7.02.2010

The Last Airbender

Talk about a good story. Talk about memorable characters. Talk about incredible fight scenes.

This movie ruined all of that. The M. Night Shyamalan film, as written by M. Night Shyamalan had promise and hype and most importantly the inability to deliver.

What started as what was, in all hopefulness, a cheesy kung-fu movie with poor dialog and cheesy kung-fu completely fell apart after about 20 minutes in when you realized they were serious.

The lines that were exchanged lacked any sort of depth, and the way they were delivered lacked any shred of emotion. It was as if Noah Ringer was chosen to play Aang merely out of his martial art abilities and his relative appearance to the illustrated version and not in any way for his acting, which failed to show at all. This didn't waver for any of the other main characters either. The feeling just wasn't there.

Now, I'm all for adapting stories and making them into your own kind of world as a retelling of a story. But when you leave out so much of the backstory that you expect the audience to already know from the series, and your actors are so misinformed that half of them pronounce words similar to the series and half of them don't even come close, you try to fit roughly 20 episodes into a timespan of 3 episodes, and a hefty majority of the lines you hear in the movie are almost carbon copies of lines from the series, than I have a pretty good feeling you're doing something very wrong.

Let's even forget that there's even a series this was based off of. Standing alone, there's no good movie qualities to it. The action sequences are dulled due to a serious lag of excitement because the fighters have to perform a martial arts dance for minutes on end before there's any sort of elemental response.

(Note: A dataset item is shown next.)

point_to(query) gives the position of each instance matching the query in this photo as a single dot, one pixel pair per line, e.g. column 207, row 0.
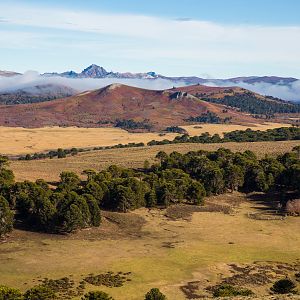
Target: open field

The movie speeds so far along its story that it's hard to catch up with what's going on, where, when, why and who is doing these things.

You're dumped into a movie that has so much fan support that it's expected not to need any rational explanatory aspect, let alone any inkling of decent movie detail.

Oh, and the trademark Shyamalan surprise twist in each movie? I'm just waiting for him to announce to the public that this movie was a joke.

1/5 stars.

7.01.2010

Unthinkable

Director Gregor Jordan took Peter Woodward's writings and turned it into a movie.

Which sucked.

When I first saw Samuel L. Jackson step in as Henry Herald "H" Humphries, I thought this movie was going to be so killer. So action packed, and so thriller that I was going to need a box of tissues for my eyes and my pants by the end.
I was half right.

The movie centered around an American born terrorist who has planted 3 nuclear bombs in cities across the United States, set to detonate in a few days time. The short of it is, the military captures him and is trying to get information from him. But he won't speak. The solution? Good Cop, Bad Cop.

Carrie-Anne Moss plays Agent Helen Brody, brought into the site to help determine the location of the bombs. Which she feels would be best found by asking him to tell her. Meanwhile Samuel L. Jackson reinforces the bad cop ideology by cutting his fingers off.

I'm serious. This movie is an hour and a half of H torturing the terrorist. So while this gritty torturing goes on, the movie tides us over by trying to convince us there's a struggle of philosophy waging war. The choice of importance between the lives of millions or the ethics of torturing one man. Which only spirals deeper and deeper into a fray when H drags not only the man's wife, but his kids into the torture as well.

And when the chaos finally clears and resolution is nearly in sight, right when you're ready to see how it all ends, the movie ends. Nothing is resolved. Nothing is clear. Is this deep? Maybe in bullshit.